In 2021, Ahra Kim had an opportunity to enter the inner courts of Deoksugung Palace, one of five royal palaces in central Seoul. The opportunity came through a project opened within the venue. White walls, windows, and window frames. Kim found the indoor structures uncanny, unhomely.
In traditional Korean housing structures, there is no clear distinction between door and window. Changmun, the Korean term for window, comes from the Sino-Korean 窓門, meaning "sky door". This ambiguous portal between the inside and outside, door and window, are not as common in Western architecture. Hanok windows can be detached and reattached, an accessible way to open and close the very space it bears boundary to.
The vertically and horizontally verticed and structured windows have an architectural utility of limiting and delimiting space, while also in itself displaying a structured sense of beauty. The exhibition by Kim introduces such inner structures of the hanok and reconstructs it in the exhibition space.
The artist's deep fascination with structure can also be found in her previous work that explored and utilized gongpo (栱包 - bracket structure) of the hanok. Gongpo is an in-between space of pillars and the roof, distributing load of the roof to the lower structures. One of its characteristic features is that the wooden beams are joined without nails, but with precise joints.
Kim's sculptural background resonated with the concepts of gongpo; its iterative and rule-based nature captured her with a sense of inner calm and as well as curiosity for its technicality. We are quick to overlook the most amazing things once we perceive them through an understanding of axioms, equilibrium, and iteration. Kim found comfort and visual appeal in this wood-joint structure, where rational judgement was sufficient, and no emotional projection was necessary.
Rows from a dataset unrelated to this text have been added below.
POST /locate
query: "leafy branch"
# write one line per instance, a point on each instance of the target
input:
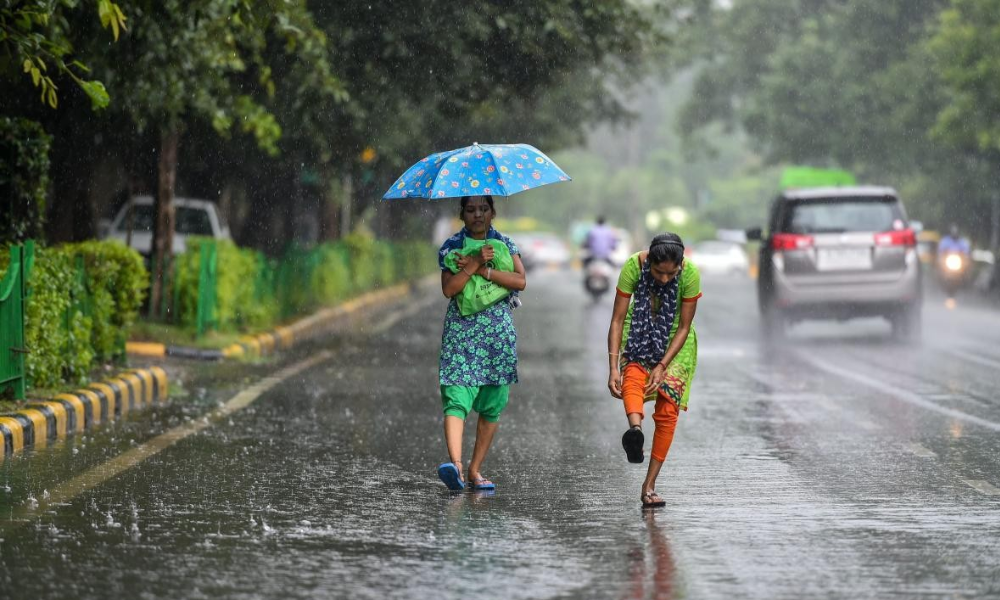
(31, 32)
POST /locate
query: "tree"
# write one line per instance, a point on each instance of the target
(205, 61)
(966, 46)
(37, 35)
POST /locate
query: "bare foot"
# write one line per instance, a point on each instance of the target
(651, 499)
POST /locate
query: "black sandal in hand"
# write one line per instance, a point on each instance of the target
(632, 441)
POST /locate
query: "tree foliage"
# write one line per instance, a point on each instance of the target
(902, 92)
(37, 35)
(24, 178)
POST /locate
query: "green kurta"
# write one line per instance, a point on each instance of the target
(680, 371)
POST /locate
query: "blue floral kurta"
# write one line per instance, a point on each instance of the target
(480, 349)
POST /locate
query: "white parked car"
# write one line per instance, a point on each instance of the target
(542, 248)
(716, 257)
(193, 217)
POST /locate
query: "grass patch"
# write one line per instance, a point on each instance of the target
(175, 335)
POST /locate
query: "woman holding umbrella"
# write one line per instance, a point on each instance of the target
(478, 352)
(653, 348)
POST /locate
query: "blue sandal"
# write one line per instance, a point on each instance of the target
(448, 473)
(483, 484)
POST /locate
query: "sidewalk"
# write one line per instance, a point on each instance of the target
(43, 421)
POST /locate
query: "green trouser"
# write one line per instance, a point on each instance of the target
(487, 400)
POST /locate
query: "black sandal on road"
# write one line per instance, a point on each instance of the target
(632, 441)
(652, 500)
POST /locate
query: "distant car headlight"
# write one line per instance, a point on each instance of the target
(953, 262)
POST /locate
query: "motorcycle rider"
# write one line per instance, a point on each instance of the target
(953, 243)
(953, 262)
(600, 243)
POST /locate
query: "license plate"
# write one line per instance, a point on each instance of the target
(844, 259)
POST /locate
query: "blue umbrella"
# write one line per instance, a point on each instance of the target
(477, 170)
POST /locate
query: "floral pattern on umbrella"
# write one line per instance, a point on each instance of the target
(487, 169)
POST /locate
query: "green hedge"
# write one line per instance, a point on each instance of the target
(73, 319)
(301, 281)
(238, 305)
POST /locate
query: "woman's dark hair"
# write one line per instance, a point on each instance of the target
(666, 247)
(465, 200)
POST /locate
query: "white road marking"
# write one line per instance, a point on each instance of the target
(920, 450)
(901, 394)
(983, 487)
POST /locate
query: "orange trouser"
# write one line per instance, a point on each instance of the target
(664, 415)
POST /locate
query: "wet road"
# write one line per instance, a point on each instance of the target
(837, 464)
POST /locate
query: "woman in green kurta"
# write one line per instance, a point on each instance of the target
(653, 348)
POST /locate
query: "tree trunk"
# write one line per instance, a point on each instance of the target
(163, 229)
(348, 201)
(329, 209)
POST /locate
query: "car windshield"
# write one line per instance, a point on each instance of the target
(841, 215)
(142, 219)
(193, 221)
(190, 221)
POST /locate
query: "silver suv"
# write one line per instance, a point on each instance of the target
(839, 253)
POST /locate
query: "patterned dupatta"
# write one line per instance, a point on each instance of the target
(649, 334)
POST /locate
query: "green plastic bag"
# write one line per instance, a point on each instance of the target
(481, 293)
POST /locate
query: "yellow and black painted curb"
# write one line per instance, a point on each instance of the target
(279, 338)
(40, 422)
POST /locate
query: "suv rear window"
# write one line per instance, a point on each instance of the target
(841, 215)
(189, 221)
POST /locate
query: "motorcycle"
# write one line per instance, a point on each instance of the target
(953, 272)
(597, 278)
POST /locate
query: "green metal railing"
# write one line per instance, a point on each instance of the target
(208, 264)
(13, 294)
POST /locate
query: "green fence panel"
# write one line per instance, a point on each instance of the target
(13, 292)
(207, 281)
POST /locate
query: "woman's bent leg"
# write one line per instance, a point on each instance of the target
(485, 431)
(453, 429)
(665, 417)
(490, 402)
(456, 401)
(633, 392)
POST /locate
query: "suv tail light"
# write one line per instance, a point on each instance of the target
(905, 237)
(791, 241)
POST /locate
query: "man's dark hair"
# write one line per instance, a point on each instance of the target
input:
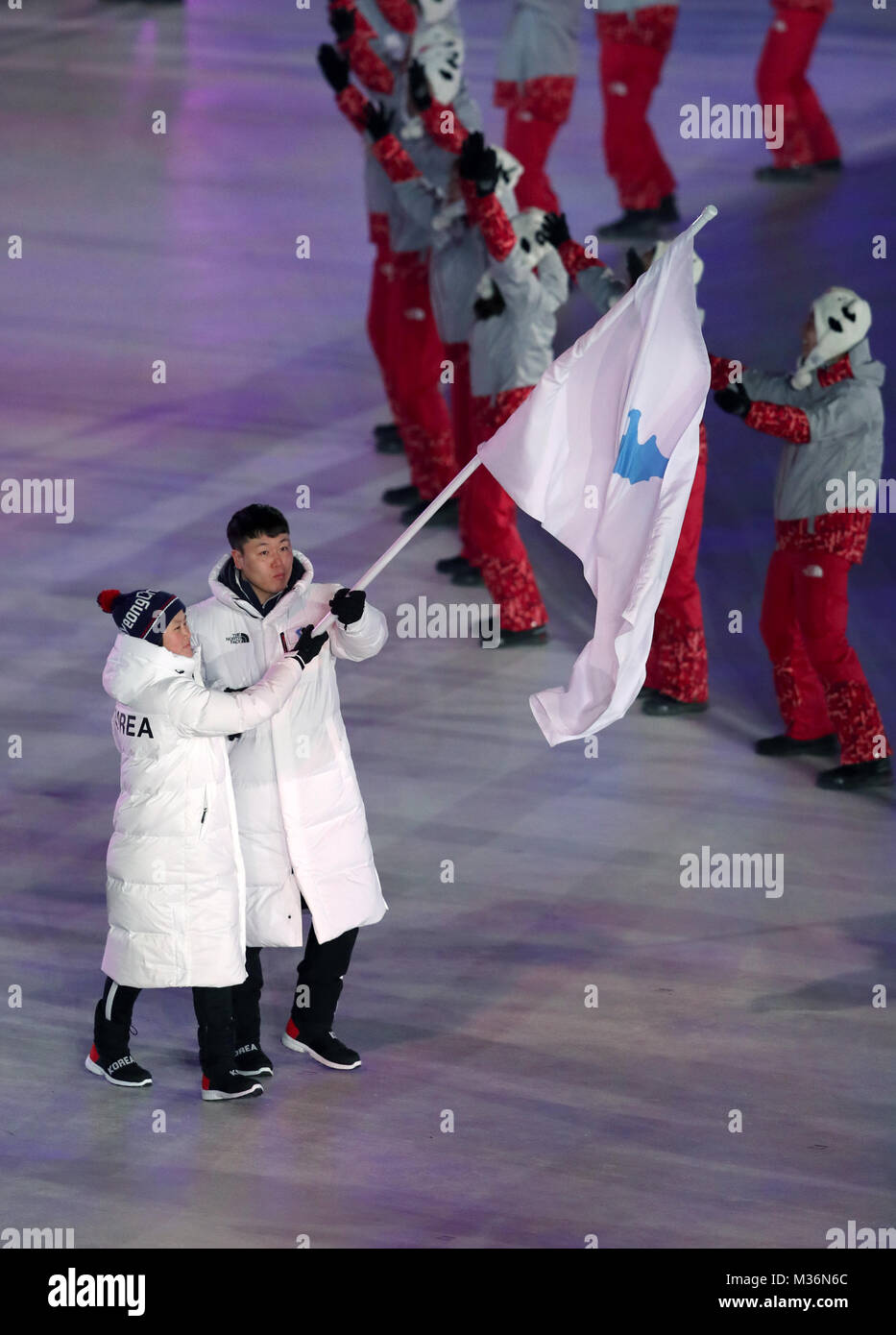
(255, 521)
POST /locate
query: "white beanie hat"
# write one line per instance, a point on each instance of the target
(841, 319)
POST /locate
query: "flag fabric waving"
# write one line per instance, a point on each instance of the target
(604, 452)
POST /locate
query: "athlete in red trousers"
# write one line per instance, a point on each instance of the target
(373, 45)
(416, 349)
(635, 41)
(810, 143)
(831, 417)
(510, 348)
(537, 67)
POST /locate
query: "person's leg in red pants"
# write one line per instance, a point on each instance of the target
(465, 442)
(780, 82)
(630, 64)
(529, 139)
(418, 354)
(817, 676)
(492, 519)
(677, 660)
(378, 319)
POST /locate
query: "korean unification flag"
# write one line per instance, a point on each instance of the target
(602, 452)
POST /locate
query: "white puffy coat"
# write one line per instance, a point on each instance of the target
(302, 822)
(175, 884)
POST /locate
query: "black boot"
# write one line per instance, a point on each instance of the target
(867, 773)
(310, 1027)
(400, 496)
(249, 1057)
(510, 639)
(784, 745)
(664, 707)
(216, 1043)
(468, 575)
(109, 1055)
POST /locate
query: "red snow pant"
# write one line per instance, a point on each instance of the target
(416, 360)
(633, 50)
(529, 139)
(380, 304)
(490, 524)
(677, 658)
(465, 442)
(536, 111)
(780, 82)
(817, 677)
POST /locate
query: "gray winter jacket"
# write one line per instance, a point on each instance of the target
(847, 433)
(543, 39)
(513, 350)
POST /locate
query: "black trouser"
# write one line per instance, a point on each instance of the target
(214, 1009)
(318, 985)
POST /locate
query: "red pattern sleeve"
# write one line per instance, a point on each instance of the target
(400, 13)
(780, 420)
(471, 199)
(431, 118)
(499, 236)
(720, 372)
(840, 370)
(352, 103)
(368, 65)
(574, 257)
(394, 160)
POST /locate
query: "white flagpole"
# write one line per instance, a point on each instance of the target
(369, 575)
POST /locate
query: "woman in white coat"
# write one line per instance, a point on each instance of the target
(175, 884)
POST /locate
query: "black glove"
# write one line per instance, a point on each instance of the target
(635, 264)
(307, 646)
(479, 164)
(554, 230)
(418, 85)
(232, 691)
(335, 67)
(348, 605)
(734, 400)
(342, 23)
(378, 120)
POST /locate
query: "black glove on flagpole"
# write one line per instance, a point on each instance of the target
(348, 605)
(734, 400)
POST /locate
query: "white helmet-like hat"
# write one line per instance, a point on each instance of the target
(697, 269)
(698, 264)
(527, 226)
(440, 50)
(841, 319)
(510, 168)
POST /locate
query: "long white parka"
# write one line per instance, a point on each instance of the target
(302, 824)
(175, 883)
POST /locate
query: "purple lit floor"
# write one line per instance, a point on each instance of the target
(469, 996)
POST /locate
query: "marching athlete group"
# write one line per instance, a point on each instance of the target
(239, 805)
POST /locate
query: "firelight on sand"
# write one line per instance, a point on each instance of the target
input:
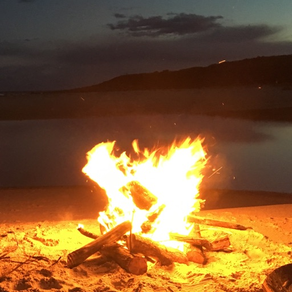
(170, 177)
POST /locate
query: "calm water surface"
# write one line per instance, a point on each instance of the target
(250, 155)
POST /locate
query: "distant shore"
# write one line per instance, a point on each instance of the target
(73, 203)
(252, 103)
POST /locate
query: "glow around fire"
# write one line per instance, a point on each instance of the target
(172, 175)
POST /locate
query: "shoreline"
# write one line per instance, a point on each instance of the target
(251, 103)
(74, 203)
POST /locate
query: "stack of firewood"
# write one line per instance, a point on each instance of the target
(132, 251)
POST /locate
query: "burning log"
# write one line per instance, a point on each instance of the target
(78, 256)
(86, 232)
(142, 198)
(217, 244)
(134, 264)
(147, 225)
(196, 255)
(148, 247)
(212, 222)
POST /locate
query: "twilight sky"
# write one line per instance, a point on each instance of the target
(62, 44)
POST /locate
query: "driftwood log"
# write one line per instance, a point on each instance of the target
(218, 223)
(133, 264)
(146, 226)
(150, 248)
(78, 256)
(217, 244)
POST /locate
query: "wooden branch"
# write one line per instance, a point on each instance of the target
(148, 247)
(146, 226)
(212, 222)
(87, 233)
(133, 264)
(196, 255)
(76, 257)
(216, 244)
(193, 241)
(142, 197)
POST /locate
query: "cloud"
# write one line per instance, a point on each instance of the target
(229, 34)
(174, 24)
(36, 65)
(26, 1)
(119, 15)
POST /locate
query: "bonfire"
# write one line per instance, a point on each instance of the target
(149, 235)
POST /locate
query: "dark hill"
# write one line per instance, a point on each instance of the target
(273, 70)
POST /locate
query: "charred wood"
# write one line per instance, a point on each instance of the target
(217, 223)
(218, 243)
(133, 264)
(150, 248)
(78, 256)
(146, 227)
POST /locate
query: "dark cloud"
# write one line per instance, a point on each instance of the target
(175, 24)
(227, 34)
(33, 65)
(119, 15)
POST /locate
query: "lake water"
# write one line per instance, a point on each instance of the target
(249, 155)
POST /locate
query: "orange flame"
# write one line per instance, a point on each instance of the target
(172, 175)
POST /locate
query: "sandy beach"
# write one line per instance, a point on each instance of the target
(38, 231)
(38, 225)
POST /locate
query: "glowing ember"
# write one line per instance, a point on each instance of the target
(162, 183)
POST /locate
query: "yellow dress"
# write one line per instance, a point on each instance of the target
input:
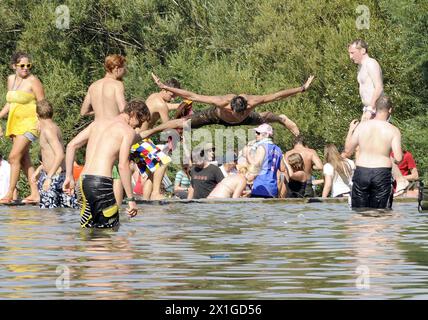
(22, 113)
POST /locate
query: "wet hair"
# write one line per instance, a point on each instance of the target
(296, 162)
(359, 44)
(44, 109)
(383, 103)
(299, 139)
(239, 104)
(173, 83)
(114, 60)
(17, 56)
(139, 109)
(340, 165)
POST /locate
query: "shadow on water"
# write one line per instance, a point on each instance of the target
(217, 251)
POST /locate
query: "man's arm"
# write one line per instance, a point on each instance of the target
(125, 171)
(396, 146)
(218, 101)
(171, 124)
(375, 74)
(254, 100)
(351, 141)
(58, 150)
(86, 108)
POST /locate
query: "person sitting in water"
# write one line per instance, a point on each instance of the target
(233, 186)
(311, 160)
(268, 156)
(204, 176)
(410, 172)
(338, 173)
(297, 177)
(182, 182)
(229, 166)
(236, 110)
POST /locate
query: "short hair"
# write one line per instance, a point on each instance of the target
(17, 56)
(238, 104)
(44, 109)
(299, 139)
(139, 109)
(198, 155)
(383, 103)
(173, 83)
(360, 44)
(114, 60)
(296, 162)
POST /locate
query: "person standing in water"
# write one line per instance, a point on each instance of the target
(24, 90)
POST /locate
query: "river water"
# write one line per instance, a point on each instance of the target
(234, 250)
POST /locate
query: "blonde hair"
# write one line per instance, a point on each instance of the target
(296, 162)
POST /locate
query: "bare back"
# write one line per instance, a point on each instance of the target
(104, 144)
(368, 71)
(376, 139)
(105, 96)
(51, 144)
(227, 187)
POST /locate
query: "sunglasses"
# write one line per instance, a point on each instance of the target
(22, 65)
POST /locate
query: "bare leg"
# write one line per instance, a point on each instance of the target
(118, 191)
(29, 171)
(19, 148)
(157, 181)
(148, 187)
(270, 117)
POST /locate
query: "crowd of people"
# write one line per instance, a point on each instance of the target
(260, 170)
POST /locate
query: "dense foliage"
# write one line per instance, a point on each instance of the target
(223, 46)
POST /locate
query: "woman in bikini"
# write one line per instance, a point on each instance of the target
(24, 89)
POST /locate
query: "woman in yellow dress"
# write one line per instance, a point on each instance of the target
(24, 89)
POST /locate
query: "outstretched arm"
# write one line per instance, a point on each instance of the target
(256, 100)
(218, 101)
(171, 124)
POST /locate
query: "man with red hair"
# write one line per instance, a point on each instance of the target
(106, 99)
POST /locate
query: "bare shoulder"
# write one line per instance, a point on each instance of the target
(372, 63)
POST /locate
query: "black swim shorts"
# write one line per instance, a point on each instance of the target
(99, 208)
(372, 188)
(209, 116)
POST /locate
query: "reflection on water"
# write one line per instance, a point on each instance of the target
(217, 251)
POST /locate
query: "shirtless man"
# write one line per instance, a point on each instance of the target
(106, 99)
(372, 180)
(310, 159)
(52, 176)
(159, 106)
(235, 110)
(370, 82)
(233, 186)
(369, 77)
(106, 142)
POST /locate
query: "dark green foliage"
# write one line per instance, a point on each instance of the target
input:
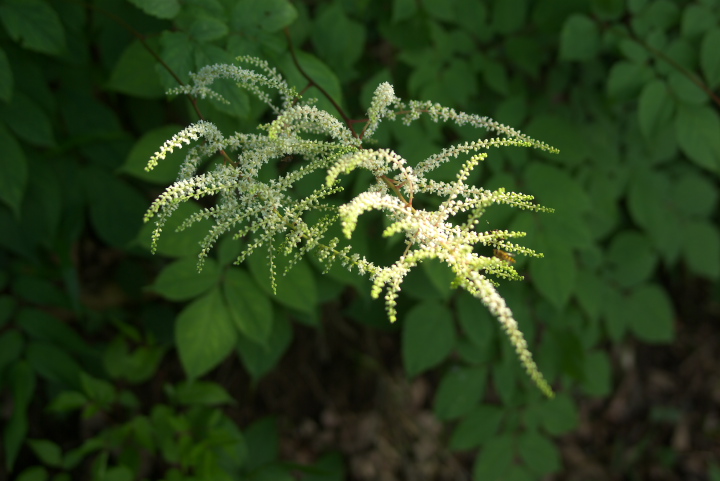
(92, 327)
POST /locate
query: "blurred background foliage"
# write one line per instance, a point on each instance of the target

Ahra Kim's latest works use the canvas' wooden frames - not unlike the gongpo structures found in hanok. They are both of wooden structures with horizontal and vertical order. The artist's first solo exhibition was in 2016. Her presentations were limited to paintings, as there had been some spatial limitations to her practice.
The three-dimensional forms can be scaled by adding or subtracting material, but with a painting, the canvas surface is the limit where any given form is bound by its size. Kim continues to work on canvas, but it was also its physical limitation that encouraged her to seek more versatile means in sculptural work.
Changing perspectives often change our understanding of objects. In this case, Kim had stripped a framed canvas of its canvas, and was struck by the barren wooden frame. The materiality of the wooden frame and the wooden grooves and joints reminded her of the traditional wooden structures of hanok, namely gongpo.